The Singapore High Court has recognized NFTs as valuable assets eligible for proprietary injunctions, indicating the evolving legal perspective on digital assets.
The Monetary Authority of Singapore (MAS) has unveiled the characteristics of a novel regulatory structure that aims to ensure a strong degree of value constancy for stablecoins subjected to regulation in Singapore. The regulatory outline takes into consideration the feedback received subsequent to a public consultation held in October 2022.
What are stablecoins?
Stablecoins are digital tokens intended for payments, crafted to sustain a consistent value relative to one or more designated fiat currencies. When effectively overseen to uphold this stability in value, stablecoins can function as a reliable medium of exchange, fostering innovation, including the on-chain trading of digital assets. MAS' regulatory framework for stablecoins will be applicable to single-currency stablecoins (SCS) anchored to the Singapore Dollar or any of the G10 currencies, provided they are issued within Singapore. Entities issuing such SCS will be required to meet essential conditions pertaining to:
Value consistency: SCS reserve assets will be subjected to criteria related to their composition, assessment, safekeeping, and auditing, designed to provide a robust level of assurance regarding value stability.

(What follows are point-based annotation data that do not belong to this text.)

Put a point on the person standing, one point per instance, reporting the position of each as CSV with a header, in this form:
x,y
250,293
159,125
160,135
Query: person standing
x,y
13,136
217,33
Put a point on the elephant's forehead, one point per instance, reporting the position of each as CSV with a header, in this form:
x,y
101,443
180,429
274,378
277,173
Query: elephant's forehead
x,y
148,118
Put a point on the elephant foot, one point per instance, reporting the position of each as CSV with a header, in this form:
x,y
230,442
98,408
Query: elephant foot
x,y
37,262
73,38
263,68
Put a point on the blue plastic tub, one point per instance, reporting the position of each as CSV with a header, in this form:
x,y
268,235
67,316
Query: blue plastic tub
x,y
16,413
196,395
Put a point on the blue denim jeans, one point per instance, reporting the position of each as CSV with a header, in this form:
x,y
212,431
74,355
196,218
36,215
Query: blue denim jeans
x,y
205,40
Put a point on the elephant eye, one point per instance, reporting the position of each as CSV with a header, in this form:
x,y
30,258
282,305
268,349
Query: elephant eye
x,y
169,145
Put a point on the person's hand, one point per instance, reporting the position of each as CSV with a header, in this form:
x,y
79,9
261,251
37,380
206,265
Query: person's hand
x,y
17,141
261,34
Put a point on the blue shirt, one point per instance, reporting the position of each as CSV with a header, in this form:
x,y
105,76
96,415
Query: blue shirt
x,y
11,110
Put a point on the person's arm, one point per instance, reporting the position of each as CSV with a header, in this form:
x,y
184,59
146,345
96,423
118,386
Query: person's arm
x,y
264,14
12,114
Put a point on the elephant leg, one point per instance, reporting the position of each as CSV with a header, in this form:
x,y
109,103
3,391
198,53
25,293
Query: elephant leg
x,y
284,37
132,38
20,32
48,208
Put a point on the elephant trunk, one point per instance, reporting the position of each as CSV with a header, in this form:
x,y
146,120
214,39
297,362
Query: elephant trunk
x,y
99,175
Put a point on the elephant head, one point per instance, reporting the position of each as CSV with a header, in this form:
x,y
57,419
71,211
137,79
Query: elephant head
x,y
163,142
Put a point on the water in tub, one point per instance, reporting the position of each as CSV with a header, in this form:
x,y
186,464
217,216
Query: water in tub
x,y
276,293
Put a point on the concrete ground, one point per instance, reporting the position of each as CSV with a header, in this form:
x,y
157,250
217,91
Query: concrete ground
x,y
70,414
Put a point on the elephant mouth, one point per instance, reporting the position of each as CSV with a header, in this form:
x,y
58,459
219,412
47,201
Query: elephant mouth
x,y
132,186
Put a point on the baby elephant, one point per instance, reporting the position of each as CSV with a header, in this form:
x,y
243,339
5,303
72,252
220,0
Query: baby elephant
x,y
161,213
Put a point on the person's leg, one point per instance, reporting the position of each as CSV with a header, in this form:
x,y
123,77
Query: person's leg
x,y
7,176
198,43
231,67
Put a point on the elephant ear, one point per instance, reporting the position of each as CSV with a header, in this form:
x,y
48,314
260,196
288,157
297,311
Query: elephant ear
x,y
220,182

Capital: Issuers must uphold a minimum foundational capital and fluid assets to mitigate the risk of insolvency and facilitate an orderly cessation of operations if needed.

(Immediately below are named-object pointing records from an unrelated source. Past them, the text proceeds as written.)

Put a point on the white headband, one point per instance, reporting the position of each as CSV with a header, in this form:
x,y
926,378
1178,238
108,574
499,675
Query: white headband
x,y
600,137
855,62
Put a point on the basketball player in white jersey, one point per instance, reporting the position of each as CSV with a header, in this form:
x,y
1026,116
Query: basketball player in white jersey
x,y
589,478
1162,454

Par value redemption: Issuers are obligated to reimburse SCS holders with the par value within five business days of a redemption request.
Disclosure: Issuers are obligated to provide appropriate disclosures to users, including details about the mechanism employed to stabilize the value of SCS, the entitlements of SCS holders, and the audit findings of reserve assets.

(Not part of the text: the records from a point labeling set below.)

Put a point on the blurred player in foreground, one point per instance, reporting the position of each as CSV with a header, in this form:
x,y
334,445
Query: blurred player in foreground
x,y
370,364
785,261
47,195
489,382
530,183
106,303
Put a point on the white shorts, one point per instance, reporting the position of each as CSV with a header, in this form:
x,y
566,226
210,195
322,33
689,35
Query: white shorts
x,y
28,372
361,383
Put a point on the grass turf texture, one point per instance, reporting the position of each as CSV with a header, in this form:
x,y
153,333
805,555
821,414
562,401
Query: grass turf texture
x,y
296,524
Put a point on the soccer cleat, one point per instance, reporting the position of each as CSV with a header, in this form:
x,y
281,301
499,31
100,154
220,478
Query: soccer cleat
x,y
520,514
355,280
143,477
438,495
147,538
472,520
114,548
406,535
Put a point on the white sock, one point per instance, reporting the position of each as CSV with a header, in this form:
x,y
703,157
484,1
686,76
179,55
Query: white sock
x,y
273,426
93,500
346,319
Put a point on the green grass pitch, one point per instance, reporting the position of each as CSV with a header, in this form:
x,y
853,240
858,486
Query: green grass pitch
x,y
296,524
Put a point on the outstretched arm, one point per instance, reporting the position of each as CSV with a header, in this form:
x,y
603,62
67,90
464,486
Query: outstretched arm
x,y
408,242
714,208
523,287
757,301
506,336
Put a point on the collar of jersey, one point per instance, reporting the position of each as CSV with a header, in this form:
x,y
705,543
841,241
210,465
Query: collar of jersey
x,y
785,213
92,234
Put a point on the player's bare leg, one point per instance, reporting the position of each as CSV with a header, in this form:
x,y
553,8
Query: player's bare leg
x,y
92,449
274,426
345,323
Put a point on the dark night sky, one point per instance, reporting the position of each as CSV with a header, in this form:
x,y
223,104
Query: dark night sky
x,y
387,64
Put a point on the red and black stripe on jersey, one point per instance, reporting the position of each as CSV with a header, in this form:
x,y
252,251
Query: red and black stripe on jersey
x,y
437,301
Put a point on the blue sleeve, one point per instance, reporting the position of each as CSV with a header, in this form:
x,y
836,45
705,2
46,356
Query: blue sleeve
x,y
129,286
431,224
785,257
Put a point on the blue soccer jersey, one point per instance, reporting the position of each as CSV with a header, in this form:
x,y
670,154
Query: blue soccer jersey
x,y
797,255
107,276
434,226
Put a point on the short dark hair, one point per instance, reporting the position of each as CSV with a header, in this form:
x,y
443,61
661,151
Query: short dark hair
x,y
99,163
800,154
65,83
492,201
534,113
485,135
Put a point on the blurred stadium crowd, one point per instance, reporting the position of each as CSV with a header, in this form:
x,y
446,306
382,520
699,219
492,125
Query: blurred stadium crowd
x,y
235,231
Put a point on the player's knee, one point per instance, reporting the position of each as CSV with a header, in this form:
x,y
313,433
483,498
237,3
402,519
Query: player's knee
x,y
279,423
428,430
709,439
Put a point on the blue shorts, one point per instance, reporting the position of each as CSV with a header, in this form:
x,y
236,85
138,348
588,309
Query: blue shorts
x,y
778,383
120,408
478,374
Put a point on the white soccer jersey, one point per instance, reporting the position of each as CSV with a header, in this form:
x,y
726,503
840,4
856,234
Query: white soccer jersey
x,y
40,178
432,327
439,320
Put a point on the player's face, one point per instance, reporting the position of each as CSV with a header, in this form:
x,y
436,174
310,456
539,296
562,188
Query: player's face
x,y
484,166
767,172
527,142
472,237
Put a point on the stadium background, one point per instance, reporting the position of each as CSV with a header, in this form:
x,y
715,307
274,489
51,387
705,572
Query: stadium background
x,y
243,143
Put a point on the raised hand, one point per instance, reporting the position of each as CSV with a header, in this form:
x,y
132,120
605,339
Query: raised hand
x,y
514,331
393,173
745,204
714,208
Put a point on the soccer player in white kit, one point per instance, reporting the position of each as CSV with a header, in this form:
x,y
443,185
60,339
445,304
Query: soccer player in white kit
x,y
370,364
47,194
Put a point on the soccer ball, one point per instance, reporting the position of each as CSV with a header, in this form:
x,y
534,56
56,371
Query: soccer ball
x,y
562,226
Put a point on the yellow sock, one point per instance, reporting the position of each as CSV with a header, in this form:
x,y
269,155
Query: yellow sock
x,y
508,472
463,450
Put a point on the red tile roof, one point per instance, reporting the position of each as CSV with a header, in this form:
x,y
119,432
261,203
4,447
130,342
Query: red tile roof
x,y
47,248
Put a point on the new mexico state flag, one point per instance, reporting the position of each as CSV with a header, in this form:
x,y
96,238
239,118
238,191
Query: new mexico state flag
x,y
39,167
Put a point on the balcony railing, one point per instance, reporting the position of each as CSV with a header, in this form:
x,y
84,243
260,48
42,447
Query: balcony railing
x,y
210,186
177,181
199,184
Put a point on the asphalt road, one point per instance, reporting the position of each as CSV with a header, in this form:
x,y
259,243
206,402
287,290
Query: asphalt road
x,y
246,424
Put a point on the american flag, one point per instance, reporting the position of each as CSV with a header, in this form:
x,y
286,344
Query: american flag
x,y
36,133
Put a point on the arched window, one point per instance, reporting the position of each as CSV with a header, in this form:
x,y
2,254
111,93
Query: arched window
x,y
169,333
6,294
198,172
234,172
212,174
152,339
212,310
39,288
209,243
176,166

Only stablecoin issuers meeting prerequisites can request MAS for "MAS-regulated stablecoins," distinguishing them from other tokens outside MAS' framework. Incorrectly claiming this status may lead to penalties and listing on MAS' Investor Alert List. Users should be cautious with stablecoins not regulated by MAS.
Singapore currently lacks specific regulations for mining digital tokens. Depending on operations' nature and scale, potential licensing or regulations might apply. Collective mining pools distributing returns could face regulatory scrutiny under the Securities and Futures Act (SFA) and Commodity Trading Act (CTA).
Monetary Authority of Singapore (MAS) guidelines ensure ethical practices in the digital payment token (DPT) industry. These guidelines restrict DPT service providers from public marketing, including public transport, websites, social media, broadcast, print media, and physical ATMs. Providers can promote on their websites, apps, and official social media. Third-party involvement, like social media influencers, is prohibited. These guidelines aim to maintain ethical promotion and protect the public.
Cryptocurrencies are treated as property for tax purposes in Singapore. The sale of cryptocurrencies is generally not subject to Goods and Services Tax (GST), while profits from trading may be subject to income tax. In Singapore, personal income tax rates range from 0% to 22% depending on income level and tax residency status.
Conclusion
Overall, the British Virgin Islands, Cayman Islands, and Singapore each offer unique advantages and considerations for the crypto industry.
The BVI's favorable business environment and government support make it attractive for crypto activities, while the Cayman Islands' regulatory framework aligns with international standards.
Singapore's balanced legislative approach, legal recognition of cryptocurrencies and oversight by the MAS position it as a leading jurisdiction. However, clarity, ongoing monitoring, and updates to regulations will be important for maintaining confidence and attracting investment in these jurisdictions.